He is the wrong fucking colour red though, children may notice that. 


So yeah, I’m pretty negative on Dark Beaver as a reviewer but as an enjoyer I don’t regret buying him at all because he’s terrific fun, I honestly think that’s more to do with him being a giant beaver of doom than being a good figure but some people are just born lucky and I guess this is the toy equivalent; so long as he’s a giant beaver of doom he gets a pass and he won’t ever not be a giant beaver of doom. And anyway I’ve spent far more on far cheaper knock-off and bootleg figures so I’d be a bit of a hypocrite to complain about dropping a tenner on Dark Beaver when I’ll spend $15-$20 on Galaxy Heroes – which fyi are bootlegs of knock-offs of knock offs of He-Man. He also doesn’t feel as cheap as he looks, he’s nice and sturdy and again his sculpt his good for his intended purpose (though perhaps simplistic by TMNT standards): a decent amount of fur is sculpted in but not enough so it overpowers or makes the articulation stick out (see: every modern Chewbacca figure) and they’ve managed to keep his claws looking nasty even after having obviously gone through a blunting process to make sure he’s safe for the intended age range. It is worth pointing out that he doesn’t have the warts the Beavers do in the cartoon, even as an unpainted detail (which Playmates usually LOVE) and also that mine has slightly crooked buck teeth; it was bent behind the jaw in the package and looked really fucking painful, I sorted it out best I could in an attic with nothing but a pair of scissors and my incisors but you can still see it’s a little bent, I should think this is an isolated incident though so don’t judge the head sculpt on my one’s wonky toothy-pegs.
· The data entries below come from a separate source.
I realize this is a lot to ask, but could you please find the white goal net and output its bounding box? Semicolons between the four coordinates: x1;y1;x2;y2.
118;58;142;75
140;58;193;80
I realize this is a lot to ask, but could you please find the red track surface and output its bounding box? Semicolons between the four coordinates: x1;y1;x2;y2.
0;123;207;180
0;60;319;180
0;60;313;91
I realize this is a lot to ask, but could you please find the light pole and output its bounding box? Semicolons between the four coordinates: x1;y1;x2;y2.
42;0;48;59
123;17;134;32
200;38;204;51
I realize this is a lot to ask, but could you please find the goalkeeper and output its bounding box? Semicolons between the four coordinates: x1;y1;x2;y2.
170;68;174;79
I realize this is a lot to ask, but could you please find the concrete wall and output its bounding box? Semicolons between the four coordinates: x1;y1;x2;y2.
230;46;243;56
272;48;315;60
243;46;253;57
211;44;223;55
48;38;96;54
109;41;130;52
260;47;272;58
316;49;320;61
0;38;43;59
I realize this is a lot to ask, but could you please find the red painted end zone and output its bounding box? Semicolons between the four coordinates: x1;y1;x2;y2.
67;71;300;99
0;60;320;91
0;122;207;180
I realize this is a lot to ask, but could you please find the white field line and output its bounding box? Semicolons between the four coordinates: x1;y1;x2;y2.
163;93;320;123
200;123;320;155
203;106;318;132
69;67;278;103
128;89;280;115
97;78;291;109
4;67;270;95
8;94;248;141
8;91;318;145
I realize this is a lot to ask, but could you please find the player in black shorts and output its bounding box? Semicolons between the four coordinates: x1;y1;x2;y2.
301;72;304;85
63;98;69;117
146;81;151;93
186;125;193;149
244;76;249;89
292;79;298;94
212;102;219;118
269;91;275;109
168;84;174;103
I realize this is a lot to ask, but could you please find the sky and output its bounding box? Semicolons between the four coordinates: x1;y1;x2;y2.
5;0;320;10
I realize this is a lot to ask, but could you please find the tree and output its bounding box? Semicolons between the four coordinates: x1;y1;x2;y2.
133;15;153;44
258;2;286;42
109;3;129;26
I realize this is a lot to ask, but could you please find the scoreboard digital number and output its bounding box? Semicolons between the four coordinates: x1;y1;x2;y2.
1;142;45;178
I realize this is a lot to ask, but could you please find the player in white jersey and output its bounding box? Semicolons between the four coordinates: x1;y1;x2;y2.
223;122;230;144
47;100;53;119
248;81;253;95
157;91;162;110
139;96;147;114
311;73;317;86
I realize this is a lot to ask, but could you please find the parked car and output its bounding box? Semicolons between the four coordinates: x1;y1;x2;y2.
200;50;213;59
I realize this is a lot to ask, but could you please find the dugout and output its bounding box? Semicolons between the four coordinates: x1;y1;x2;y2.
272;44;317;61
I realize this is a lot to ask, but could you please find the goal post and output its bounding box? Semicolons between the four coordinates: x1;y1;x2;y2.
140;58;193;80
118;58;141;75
In the end though he’s not that great, but he’s good enough, I think that’s damming with faint praise but whatever.

"Welcome to prime time, bitch"

1 not to be confused with Dark Horse Comics who may or may not have been involved in a recent small-scale sex scandal
2 Though I’ve long suspected that there may be rights issues with the characters created for the Palladium books, there’s some evidence to the contrary – the Dark Horse Miniatures and two characters (Usub Gerstalk and Labb Ratt) appearing in one of the Konami video games, as well as obviously them being designed by Mirage Studios staff - but I find it strange they’ve never appeared elsewhere, even in the 4Kids cartoon – which mined just about everything from Mirage, well the parts of Mirage that signed the retroactive work for hire contracts anyway (mind you they didn’t use Complete Carnage and Radical either…).